Parallel by default: a 3.7x shell speedup with Nushell par-each
Most of our slow dev-loop pain isn't one slow command. It's the fan-out: check every file, render every host config, deploy to every box - done one at a time in a for loop. The fix isn't a faster command; it's running them at once. We moved our task runner off a bash/Amber baseline to Nushell, and the fan-out collapsed.
The benchmark
Workload: 24 independent vakedc check runs (our compiler's parse+typecheck on 24 files), each in its own working dir so there's no shared state. 8-core machine, Nushell 0.113.1.
| run | wall-clock |
|---|---|
| bash sequential loop | 2.25 s |
nu each (sequential) |
2.56 s |
nu par-each (parallel) |
0.69 s |
par-each is 3.7x faster than sequential nu each, and 3.3x faster than the bash loop.
Two honest notes so the number means what it looks like:
- That 0.69 s is 24 full process launches (separate Python + compiler invocations) fanned across 8 cores - not one magic call. One check is ~60 ms; 24 sequential is ~2.3 s; 24 parallel is roughly
ceil(24/8) x 60ms+ shell overhead. - The
each-vs-bash gap (2.56 vs 2.25 s) is real: Nushell's per-spawn cost is slightly heavier than bash's. The entire win is the parallelism, and it scales with cores. On a single file there is nothing to parallelize - it's ~60 ms either way. The floor is the per-task process startup, not the shell.
So the rule is simple: any "do X across the whole fleet/repo" operation drops to roughly cores-fold faster.
Why Nushell, specifically
par-each isn't just "run in background with &". It's a structured map over a list that returns a list:
par-each --keep-order(-k) forces output order to match input order, so a parallel fan-out is still deterministic and ordered - the result is identical to the sequential version, just faster.-t/--threadsbounds concurrency.- External commands compose cleanly:
do { ^cmd } | completereturns a single{ stdout, stderr, exit_code }record. Noset -o pipefaildance, no$?juggling. (Since 0.98 a non-zero external exit is an error by default; pipefail is default-on from 0.111.) - Typed custom commands catch argument- and return-type errors at parse time - CI-grade validation before anything runs.
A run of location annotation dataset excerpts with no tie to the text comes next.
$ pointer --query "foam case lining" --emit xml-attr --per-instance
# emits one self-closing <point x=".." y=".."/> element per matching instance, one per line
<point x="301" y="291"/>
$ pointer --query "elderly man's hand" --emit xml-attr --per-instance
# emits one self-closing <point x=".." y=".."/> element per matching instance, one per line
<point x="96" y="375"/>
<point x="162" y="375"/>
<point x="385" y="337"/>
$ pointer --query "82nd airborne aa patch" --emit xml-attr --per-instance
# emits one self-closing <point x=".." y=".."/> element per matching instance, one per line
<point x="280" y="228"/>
That last part matters for cleanness as much as speed: the previous runner (compiled from Amber to bash) needed workarounds for alpha-stage parser quirks. The Nushell version has none - exit codes come from a structured record, not string-scraping.
The production form
The runner that backs the benchmark, vaked-run.nu, has three modes - all verified on 0.113.1:
# parallel-check N files, deterministic ordered output, CI exit code
def "main files" [...files: string, --no-color] {
let results = ($files | par-each --keep-order { |f|
let res = (do { ^python3 -m vakedc check $f } | complete)
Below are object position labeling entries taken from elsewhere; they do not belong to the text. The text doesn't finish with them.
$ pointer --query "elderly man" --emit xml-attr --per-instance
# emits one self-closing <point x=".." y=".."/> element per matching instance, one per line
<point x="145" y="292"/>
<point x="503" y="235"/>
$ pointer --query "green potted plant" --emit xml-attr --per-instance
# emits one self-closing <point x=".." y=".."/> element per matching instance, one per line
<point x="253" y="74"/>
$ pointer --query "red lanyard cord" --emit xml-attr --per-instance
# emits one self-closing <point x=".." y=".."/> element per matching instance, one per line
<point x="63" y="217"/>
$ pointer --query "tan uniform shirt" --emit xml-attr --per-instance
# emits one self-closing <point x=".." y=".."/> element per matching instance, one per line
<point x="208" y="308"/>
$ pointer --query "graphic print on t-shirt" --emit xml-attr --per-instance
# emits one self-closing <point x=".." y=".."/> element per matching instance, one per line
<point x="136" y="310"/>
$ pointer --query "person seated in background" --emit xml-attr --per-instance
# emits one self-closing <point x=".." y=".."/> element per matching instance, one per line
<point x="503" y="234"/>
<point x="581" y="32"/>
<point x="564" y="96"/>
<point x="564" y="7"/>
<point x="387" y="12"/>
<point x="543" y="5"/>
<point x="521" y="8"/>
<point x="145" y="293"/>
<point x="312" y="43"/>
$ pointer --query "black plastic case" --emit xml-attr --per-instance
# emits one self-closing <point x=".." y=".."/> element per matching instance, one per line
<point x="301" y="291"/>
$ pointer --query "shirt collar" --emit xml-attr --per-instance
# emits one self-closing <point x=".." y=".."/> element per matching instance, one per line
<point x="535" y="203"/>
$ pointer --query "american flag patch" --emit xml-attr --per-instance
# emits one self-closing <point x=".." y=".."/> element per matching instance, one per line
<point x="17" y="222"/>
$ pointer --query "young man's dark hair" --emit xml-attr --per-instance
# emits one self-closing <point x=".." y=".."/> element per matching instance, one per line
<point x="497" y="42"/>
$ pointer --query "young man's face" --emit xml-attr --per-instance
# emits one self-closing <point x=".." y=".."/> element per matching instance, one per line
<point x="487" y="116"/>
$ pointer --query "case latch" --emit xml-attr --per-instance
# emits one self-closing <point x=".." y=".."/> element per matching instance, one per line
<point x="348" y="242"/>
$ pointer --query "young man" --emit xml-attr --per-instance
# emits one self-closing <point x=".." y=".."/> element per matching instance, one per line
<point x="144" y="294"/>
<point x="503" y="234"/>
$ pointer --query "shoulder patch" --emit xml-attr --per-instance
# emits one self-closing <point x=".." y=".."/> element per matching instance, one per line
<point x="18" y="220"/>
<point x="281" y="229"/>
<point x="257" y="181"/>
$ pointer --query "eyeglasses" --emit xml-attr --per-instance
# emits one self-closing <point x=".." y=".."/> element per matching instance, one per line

{ file: $f, ok: ($res.exit_code == 0) }
})
$results | each { |r| print $"(if $r.ok {'✓'} else {'✗'}) ($r.file)" } | ignore
let bad = ($results | where not ok | length)
if $bad > 0 { exit 1 }
}
all runs parse → check → lower with BuildKit-style step output (=> [1/3], ✓, per-step timings, [+] DONE); --no-color / NO_COLOR are honoured; everything returns a real exit code for CI.
The honest part: the shell is not your reproducibility
A shell's purity ends the moment it shells out. par-each is deterministic in ordering, but ^git, ^nix, ^systemctl are governed by the filesystem, the clock, and the network - not by Nushell. The reproducibility guarantee comes from Nix: pinning every input and sandboxing the build, around the commands the shell runs.
Which is also why we pin the exact Nushell version (0.113.1) in the flake. Nushell is pre-1.0 and ships breaking changes on a ~4-6 week minor cadence (let-in-pipeline arrived in 0.110, pipefail flipped to default-on in 0.111). An unpinned shell is an unpinned dependency; the flake lock makes a future release unable to silently change our automation.
Takeaways
- The speedup lives in fan-out, and it's linear in cores. Reach for
par-each --keep-orderwhenever you're looping over files/hosts/configs. - Nushell buys cleanness too: structured
completeexit codes and parse-time type checks beat the bash/Amber error-handling tax. - Pin the shell, sandbox with Nix. The shell gives you parallelism and ergonomics; Nix gives you reproducibility. Don't conflate the two.